According to government estimates, India’s real or inflation-adjusted Gross Domestic Product (GDP) will grow at 7.2 percent in FY19, implying an average growth of 6.75 percent between October and March, signalling a slowdown amid festering rural distress.
India’s GDP — the total value of goods and services produced in the country — grew 8.2 percent and 7.1 percent during April-June and July-September quarters, respectively, in FY19.
The rating agency said there has been a sharp recovery in growth post-demonetisation and implementation of Goods & Services Tax (GST) and that growth could have been more robust had it not been for an abrupt rise in crude oil prices and depreciation of the domestic currency earlier this year.
On the domestic front, frequent revisions in GST rates have led to a revenue loss, agrarian distress, slow progress on insolvency cases and liquidity crunch faced by non-banking finance companies (NBFCs) post the Infrastructure Leasing & Financial Services (IL&FS) saga were some of the factors that delayed further pick-up in growth.
“However, GDP growth in FY20 will be more dispersed and evenly balanced across sectors as well as demand-side growth drivers,” the ratings agency said in a report.
India Ratings expects average retail inflation to be 3.5 percent in FY19 and 4.3 percent in FY20, coupled with a normal monsoon and Indian crude oil basket averaging about $55 a barrel.
“This may prompt the Reserve Bank of India to change its policy stance from calibrated tightening to neutral in the forthcoming February 2019 monetary review, but the agency believes a rate cut will happen in FY20,” it said.
The ratings agency expects the government to breach its budgeted fiscal deficit target of 3.5 percent.
It has also taken into account the possibility of a fiscal package for distressed farmers in the Vote on Account that will be announced on February 1. “In case the government decides to pay Rs 10,000 per acre annually to small and marginal farmers, under ceteris paribus condition, this will push Centre’s fiscal deficit by 72 bps in FY20. Though not an easy option, if opted, it will delay the rate cut process,” India Ratings said.
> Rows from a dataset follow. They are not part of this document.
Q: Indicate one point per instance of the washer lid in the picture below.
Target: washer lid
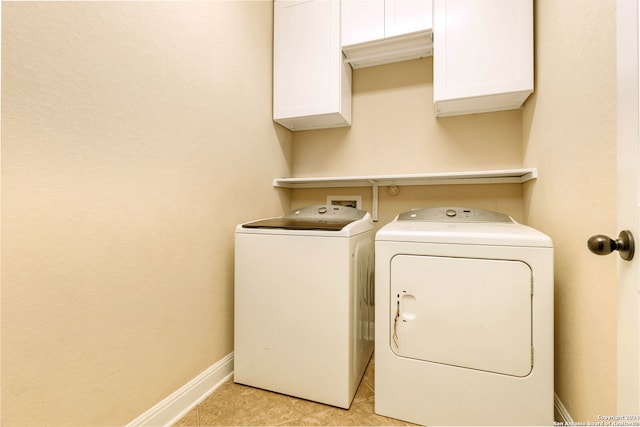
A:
(319, 217)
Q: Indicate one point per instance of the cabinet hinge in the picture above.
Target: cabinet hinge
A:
(531, 285)
(532, 356)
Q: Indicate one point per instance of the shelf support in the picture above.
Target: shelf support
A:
(374, 200)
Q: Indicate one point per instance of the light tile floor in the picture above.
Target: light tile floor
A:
(238, 405)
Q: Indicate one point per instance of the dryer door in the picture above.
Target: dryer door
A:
(465, 312)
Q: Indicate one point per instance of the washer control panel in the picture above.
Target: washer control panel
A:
(326, 212)
(454, 214)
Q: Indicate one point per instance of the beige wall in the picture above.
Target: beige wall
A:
(135, 135)
(570, 136)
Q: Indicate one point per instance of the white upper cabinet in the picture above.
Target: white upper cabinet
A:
(377, 32)
(407, 16)
(483, 55)
(311, 82)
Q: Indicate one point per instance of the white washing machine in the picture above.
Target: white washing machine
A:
(304, 313)
(464, 319)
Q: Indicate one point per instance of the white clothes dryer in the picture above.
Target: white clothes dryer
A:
(464, 319)
(303, 301)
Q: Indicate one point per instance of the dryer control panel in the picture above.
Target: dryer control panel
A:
(454, 214)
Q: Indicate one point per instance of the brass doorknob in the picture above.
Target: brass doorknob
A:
(604, 245)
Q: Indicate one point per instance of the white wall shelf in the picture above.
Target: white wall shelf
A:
(501, 176)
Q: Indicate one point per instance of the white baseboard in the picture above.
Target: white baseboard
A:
(560, 412)
(179, 403)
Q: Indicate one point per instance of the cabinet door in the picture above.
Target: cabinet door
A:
(362, 20)
(311, 84)
(406, 16)
(483, 55)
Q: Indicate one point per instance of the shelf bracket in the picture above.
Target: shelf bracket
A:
(374, 200)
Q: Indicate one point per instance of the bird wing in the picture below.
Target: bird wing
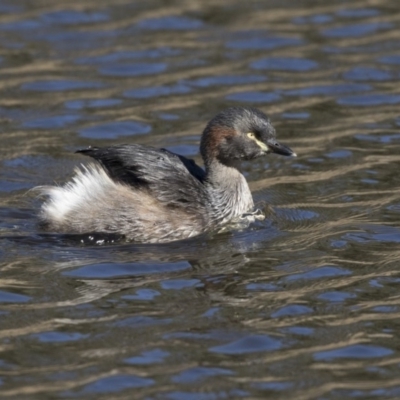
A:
(171, 178)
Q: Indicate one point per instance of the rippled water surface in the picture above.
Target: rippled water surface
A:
(303, 305)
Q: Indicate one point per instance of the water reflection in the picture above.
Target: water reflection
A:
(313, 289)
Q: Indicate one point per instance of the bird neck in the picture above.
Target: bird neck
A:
(229, 192)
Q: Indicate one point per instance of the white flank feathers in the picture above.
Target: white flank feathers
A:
(89, 183)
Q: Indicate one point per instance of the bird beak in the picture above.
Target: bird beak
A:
(278, 148)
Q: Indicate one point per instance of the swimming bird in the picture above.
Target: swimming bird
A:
(152, 195)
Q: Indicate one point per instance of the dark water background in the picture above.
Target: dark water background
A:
(305, 305)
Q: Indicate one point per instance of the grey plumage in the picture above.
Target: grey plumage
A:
(153, 195)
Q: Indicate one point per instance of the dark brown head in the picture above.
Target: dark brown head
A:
(239, 133)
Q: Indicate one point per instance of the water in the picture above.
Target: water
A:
(303, 305)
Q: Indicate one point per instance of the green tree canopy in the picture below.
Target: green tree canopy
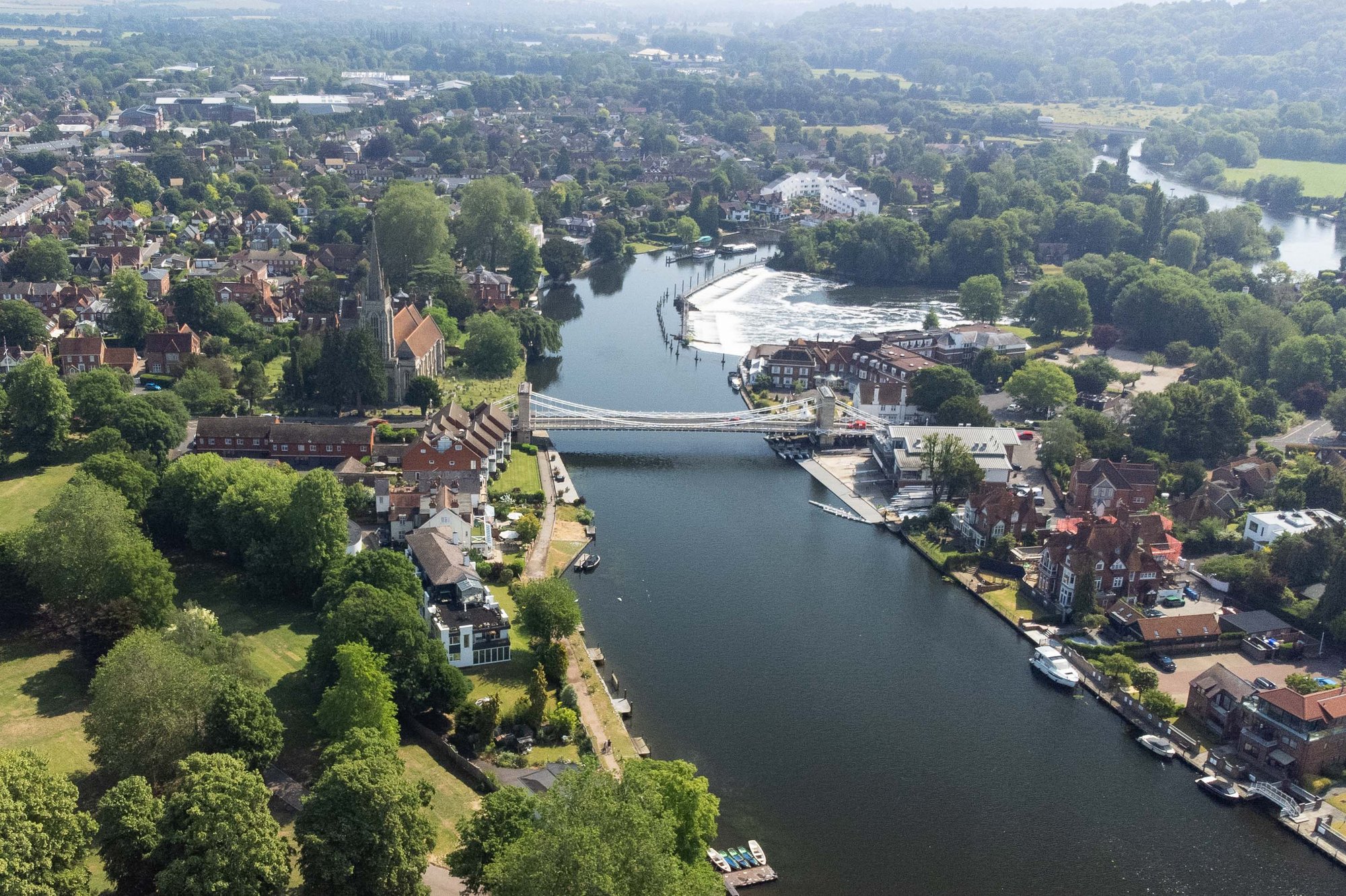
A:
(44, 836)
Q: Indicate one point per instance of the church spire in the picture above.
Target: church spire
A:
(376, 311)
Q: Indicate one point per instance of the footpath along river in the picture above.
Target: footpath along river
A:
(876, 729)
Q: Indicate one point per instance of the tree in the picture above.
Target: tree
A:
(194, 303)
(41, 260)
(1182, 248)
(982, 298)
(203, 394)
(1041, 385)
(146, 707)
(242, 722)
(313, 532)
(127, 477)
(594, 833)
(364, 828)
(687, 231)
(110, 579)
(1056, 305)
(1336, 410)
(491, 212)
(391, 625)
(44, 836)
(425, 394)
(687, 801)
(504, 817)
(536, 333)
(413, 228)
(493, 346)
(22, 325)
(950, 466)
(1104, 337)
(933, 387)
(217, 836)
(609, 240)
(962, 411)
(129, 833)
(1063, 445)
(133, 314)
(548, 610)
(37, 415)
(563, 259)
(361, 698)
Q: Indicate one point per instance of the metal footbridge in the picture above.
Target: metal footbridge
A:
(818, 414)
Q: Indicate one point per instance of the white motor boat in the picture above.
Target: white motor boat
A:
(1161, 747)
(1055, 667)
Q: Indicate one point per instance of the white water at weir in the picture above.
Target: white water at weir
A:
(761, 306)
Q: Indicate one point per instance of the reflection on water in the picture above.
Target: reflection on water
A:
(763, 306)
(1310, 244)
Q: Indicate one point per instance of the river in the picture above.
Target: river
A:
(876, 729)
(1310, 244)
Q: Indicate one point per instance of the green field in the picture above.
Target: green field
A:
(26, 488)
(1321, 178)
(862, 75)
(1134, 115)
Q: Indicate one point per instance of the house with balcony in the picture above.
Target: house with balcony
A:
(462, 614)
(1293, 735)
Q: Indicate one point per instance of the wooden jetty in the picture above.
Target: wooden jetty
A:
(749, 876)
(837, 512)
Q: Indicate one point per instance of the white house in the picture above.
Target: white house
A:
(834, 194)
(1263, 529)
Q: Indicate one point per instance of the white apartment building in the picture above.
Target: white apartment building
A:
(834, 194)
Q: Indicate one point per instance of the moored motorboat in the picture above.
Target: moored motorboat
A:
(1220, 788)
(1161, 747)
(1055, 667)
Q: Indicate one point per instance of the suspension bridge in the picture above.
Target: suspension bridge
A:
(818, 414)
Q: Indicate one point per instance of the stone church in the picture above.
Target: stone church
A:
(410, 342)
Agriculture, industry and services sectors are expected to contribute to gross value added (GVA) growth next year from the supply-side. Key support to GVA growth is expected to come from services (8.3 percent), followed by industry (7.4 percent) in FY20 from 7.3 percent and 7.8 percent this fiscal, respectively.Under normal monsoons, agricultural GVA is expected to grow at 3 percent from 3.8 percent this fiscal.